Alessandro: I commenti positivi ci sono stati anche su Instagram, soprattutto per messaggio privato. Sono stati veramente tanti, credo quasi quanto su Twitter. Però ci sono stati tanti commenti anche per Anna, Alice e Gli Astromare. Noi rispetto a loro a livello di follower stavamo più basso.
Paco: Su Twitter chi andava a commentare X-Factor seguiva il programma, su Instagram non necessariamente seguiva il programma, perché magari erano amici o follower. Quindi su Twitter non c’è il discorso chi ha più follower viene commentato meglio o di più. Li chi guarda il programma ha una sua idea e non c’era la discriminante dei follower. Su Instagram c’è stata, perché è normale che chi ha una pagina da 60.000 seguaci per forza di cose avrà più gente che vota.

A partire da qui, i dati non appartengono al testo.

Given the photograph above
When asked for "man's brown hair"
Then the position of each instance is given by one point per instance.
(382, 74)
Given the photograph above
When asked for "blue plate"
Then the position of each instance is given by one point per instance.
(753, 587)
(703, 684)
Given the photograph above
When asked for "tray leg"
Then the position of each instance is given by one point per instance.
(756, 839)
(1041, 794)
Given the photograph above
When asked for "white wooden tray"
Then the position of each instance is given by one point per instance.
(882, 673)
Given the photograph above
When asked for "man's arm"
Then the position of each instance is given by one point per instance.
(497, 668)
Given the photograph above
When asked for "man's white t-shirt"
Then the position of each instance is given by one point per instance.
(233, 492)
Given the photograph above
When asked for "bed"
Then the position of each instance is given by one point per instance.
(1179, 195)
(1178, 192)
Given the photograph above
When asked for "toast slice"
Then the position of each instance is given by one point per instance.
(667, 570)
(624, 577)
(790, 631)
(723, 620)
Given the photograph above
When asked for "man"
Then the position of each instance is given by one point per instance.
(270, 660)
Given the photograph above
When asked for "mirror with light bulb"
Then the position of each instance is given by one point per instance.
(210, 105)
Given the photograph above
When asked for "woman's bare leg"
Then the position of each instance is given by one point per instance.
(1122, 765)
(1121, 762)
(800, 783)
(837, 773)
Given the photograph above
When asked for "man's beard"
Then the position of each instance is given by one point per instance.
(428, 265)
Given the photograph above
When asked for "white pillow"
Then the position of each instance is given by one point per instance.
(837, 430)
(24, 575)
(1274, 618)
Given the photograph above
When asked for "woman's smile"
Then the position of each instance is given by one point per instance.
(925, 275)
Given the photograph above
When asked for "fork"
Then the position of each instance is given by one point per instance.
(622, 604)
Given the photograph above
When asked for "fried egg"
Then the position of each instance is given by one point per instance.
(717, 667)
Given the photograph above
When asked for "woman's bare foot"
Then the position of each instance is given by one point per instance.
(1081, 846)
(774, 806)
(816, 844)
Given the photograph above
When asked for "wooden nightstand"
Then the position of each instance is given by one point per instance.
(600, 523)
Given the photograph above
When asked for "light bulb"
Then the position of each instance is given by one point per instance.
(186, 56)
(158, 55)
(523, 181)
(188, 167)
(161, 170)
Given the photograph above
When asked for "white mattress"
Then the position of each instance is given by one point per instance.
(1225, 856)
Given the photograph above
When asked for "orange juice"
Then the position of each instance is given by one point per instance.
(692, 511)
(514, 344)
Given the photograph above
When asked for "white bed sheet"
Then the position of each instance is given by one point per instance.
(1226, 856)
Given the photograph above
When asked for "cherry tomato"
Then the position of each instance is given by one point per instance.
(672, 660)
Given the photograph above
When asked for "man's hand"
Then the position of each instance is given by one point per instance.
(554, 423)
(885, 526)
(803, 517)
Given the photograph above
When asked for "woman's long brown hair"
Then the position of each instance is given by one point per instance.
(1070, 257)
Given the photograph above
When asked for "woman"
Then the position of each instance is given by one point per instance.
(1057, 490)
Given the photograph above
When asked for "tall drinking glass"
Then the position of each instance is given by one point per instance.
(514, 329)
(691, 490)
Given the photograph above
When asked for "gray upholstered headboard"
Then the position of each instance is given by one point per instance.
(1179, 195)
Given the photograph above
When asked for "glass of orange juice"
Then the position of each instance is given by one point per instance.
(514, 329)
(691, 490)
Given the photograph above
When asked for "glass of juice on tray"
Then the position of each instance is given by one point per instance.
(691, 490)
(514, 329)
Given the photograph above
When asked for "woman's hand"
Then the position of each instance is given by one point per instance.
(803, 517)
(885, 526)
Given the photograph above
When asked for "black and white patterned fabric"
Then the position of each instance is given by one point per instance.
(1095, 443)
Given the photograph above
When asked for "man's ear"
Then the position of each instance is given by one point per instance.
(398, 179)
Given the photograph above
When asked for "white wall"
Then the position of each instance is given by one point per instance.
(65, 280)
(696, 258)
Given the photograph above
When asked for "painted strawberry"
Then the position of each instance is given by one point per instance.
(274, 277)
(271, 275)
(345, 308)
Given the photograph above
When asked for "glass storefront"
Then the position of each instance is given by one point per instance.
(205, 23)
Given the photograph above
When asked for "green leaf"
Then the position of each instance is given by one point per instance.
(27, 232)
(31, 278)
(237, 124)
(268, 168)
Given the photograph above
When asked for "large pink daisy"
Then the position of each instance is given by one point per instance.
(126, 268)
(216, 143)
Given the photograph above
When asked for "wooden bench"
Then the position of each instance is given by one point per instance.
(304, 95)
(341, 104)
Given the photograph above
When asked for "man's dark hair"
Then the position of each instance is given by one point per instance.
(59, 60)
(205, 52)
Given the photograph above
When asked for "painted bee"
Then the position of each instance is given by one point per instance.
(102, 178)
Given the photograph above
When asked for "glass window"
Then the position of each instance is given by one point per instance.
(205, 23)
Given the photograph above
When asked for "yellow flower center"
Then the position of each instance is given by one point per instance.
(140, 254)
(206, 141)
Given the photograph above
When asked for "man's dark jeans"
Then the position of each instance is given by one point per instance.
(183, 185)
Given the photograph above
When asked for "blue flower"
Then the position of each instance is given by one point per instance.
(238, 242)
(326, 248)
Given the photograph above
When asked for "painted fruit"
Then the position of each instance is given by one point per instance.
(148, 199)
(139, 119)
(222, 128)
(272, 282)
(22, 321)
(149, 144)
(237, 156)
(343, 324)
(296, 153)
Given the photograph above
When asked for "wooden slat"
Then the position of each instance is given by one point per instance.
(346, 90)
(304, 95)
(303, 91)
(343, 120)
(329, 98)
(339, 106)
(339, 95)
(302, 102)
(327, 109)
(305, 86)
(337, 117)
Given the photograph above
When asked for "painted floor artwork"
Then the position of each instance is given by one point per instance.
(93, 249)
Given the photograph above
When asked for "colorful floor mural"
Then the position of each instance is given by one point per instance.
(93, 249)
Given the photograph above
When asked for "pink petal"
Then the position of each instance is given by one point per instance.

La ragazza di Zecca esiste? C’è stato veramente quel momento alla manifestazione?
Alessandro: È successo tante volte e non è successo mai. Zecca non è una sola, sono tante. Io in quel periodo non ero fidanzato, non ero innamorato. Quando ho scritto quella canzone era da poco che avevo conosciuto quel mondo che viene descritto dentro Zecca, ero affascianto così tanto da quel mondo che ho creato quella storia e quella persona. Pensavo a delle ragazze, ma non era perché era una richiesta, una cosa diretta che io volevo mandare a qualcuno. Ma quelle ragazze mi hanno riportato quest’idea di questo personaggio. Se ci penso adesso le ragazze che mi fanno innamorare, con cui riesco a condividere qualcosa effettivamente sono proprio come è stata descritta.
Paco: Effettivamente è proprio la forza di Zecca. Il fatto che parli di quel tipo di persona, di quel tipo di ambiente. Senza troppi riferimenti specifici a quella persona singola, ma a quel tipo, a quel mondo, ha permesso alle persone di riconoscersi ed effettivamente di ritrovarsi.